EPA Allows the Use of Herbicide in Spite of Recent Court Ruling

The Environmental Protection Agency (EPA) has decided to allow farmers who purchased dicamba-based products to use them this year, despite a June 3rd ruling by the Ninth Circuit Court of Appeals that canceled the product’s approval. Bayer’s XtendiMax, BASF’s Engenia, and Corteva Agriscience’s FeXapan can now be used in specific circumstances after the EPA received feedback from farmers who had already purchased the herbicides.

At the height of the growing season, the Court’s decision has threatened the livelihood of our nation’s farmers and the global food supply…Today’s cancellation and existing stocks order is consistent with EPA’s standard practice following registration invalidation, and is designed to advance compliance, ensure regulatory certainty, and to prevent the misuse of existing stocks.”

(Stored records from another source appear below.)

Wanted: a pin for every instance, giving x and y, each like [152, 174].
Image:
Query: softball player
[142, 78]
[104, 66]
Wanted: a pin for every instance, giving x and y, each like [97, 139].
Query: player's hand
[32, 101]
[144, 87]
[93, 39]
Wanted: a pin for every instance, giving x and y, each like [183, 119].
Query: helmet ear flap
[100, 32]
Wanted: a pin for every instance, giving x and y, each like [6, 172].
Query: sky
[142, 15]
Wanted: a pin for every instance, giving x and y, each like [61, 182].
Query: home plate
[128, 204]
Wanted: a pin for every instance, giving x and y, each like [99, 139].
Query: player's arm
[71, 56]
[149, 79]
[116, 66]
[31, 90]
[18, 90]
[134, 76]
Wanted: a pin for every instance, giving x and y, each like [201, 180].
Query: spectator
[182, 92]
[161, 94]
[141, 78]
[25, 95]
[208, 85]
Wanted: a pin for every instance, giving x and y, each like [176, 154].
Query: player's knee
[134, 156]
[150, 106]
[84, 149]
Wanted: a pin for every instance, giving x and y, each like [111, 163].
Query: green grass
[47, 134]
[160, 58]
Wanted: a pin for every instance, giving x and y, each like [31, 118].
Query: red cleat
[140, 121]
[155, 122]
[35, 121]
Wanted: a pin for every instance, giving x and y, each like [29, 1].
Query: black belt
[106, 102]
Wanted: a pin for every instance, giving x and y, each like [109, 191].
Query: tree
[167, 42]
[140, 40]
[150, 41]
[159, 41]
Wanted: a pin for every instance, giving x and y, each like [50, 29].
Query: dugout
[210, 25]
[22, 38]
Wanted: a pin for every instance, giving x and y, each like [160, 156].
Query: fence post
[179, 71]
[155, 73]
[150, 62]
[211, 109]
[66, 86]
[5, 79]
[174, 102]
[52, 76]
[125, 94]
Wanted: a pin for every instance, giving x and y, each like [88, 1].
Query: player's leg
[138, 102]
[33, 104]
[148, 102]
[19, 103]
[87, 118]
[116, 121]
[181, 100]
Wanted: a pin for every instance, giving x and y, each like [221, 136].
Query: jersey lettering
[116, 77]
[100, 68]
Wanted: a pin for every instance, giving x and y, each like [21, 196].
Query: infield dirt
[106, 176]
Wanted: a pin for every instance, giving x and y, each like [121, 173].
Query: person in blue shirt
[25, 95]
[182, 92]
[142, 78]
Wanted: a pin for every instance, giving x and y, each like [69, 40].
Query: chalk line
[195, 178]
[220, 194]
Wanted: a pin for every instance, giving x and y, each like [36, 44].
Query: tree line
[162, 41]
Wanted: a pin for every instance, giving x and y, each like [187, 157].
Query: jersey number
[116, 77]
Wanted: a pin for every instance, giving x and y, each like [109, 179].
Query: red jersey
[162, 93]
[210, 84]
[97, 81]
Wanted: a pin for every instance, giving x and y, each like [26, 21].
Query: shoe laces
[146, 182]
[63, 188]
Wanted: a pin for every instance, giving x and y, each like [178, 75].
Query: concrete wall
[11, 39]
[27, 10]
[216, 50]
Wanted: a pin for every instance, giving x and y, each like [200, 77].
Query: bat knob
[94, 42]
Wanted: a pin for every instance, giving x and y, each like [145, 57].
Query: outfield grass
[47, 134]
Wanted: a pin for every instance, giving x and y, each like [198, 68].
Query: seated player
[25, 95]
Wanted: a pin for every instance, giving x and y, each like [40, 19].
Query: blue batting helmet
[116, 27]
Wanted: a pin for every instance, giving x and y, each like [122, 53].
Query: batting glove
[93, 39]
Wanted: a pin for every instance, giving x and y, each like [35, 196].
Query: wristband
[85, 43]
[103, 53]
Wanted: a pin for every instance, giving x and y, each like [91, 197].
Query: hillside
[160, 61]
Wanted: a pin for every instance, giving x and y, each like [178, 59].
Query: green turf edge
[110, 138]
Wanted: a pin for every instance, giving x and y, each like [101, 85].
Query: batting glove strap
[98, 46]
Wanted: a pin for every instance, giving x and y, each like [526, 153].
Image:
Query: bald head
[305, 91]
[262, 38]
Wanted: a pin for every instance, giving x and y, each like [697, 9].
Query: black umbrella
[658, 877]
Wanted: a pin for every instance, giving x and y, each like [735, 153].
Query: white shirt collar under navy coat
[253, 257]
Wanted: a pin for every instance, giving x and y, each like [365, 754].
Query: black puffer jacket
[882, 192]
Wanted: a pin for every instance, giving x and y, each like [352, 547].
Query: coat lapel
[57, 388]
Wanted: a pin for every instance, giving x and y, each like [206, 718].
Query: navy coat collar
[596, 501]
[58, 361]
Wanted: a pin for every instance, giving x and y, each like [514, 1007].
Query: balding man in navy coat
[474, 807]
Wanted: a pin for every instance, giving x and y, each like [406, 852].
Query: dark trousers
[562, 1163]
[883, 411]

Andrew Wheeler, EPA Administrator

According to the order, distribution or sale of the dicamba-based herbicides are still prohibited unless for proper disposal or returns. Those who purchased the herbicides before the June 3rd cancellation are still able to use them. All of use of these systems must cease by July 31st.

The Center for Food Safety and the Center for Biological Diversity (CBD) have already filed a motion asking the Ninth Circuit Court to hold Wheeler and the EPA in contempt for allowing farmers to use the product in defiance of the court’s decision.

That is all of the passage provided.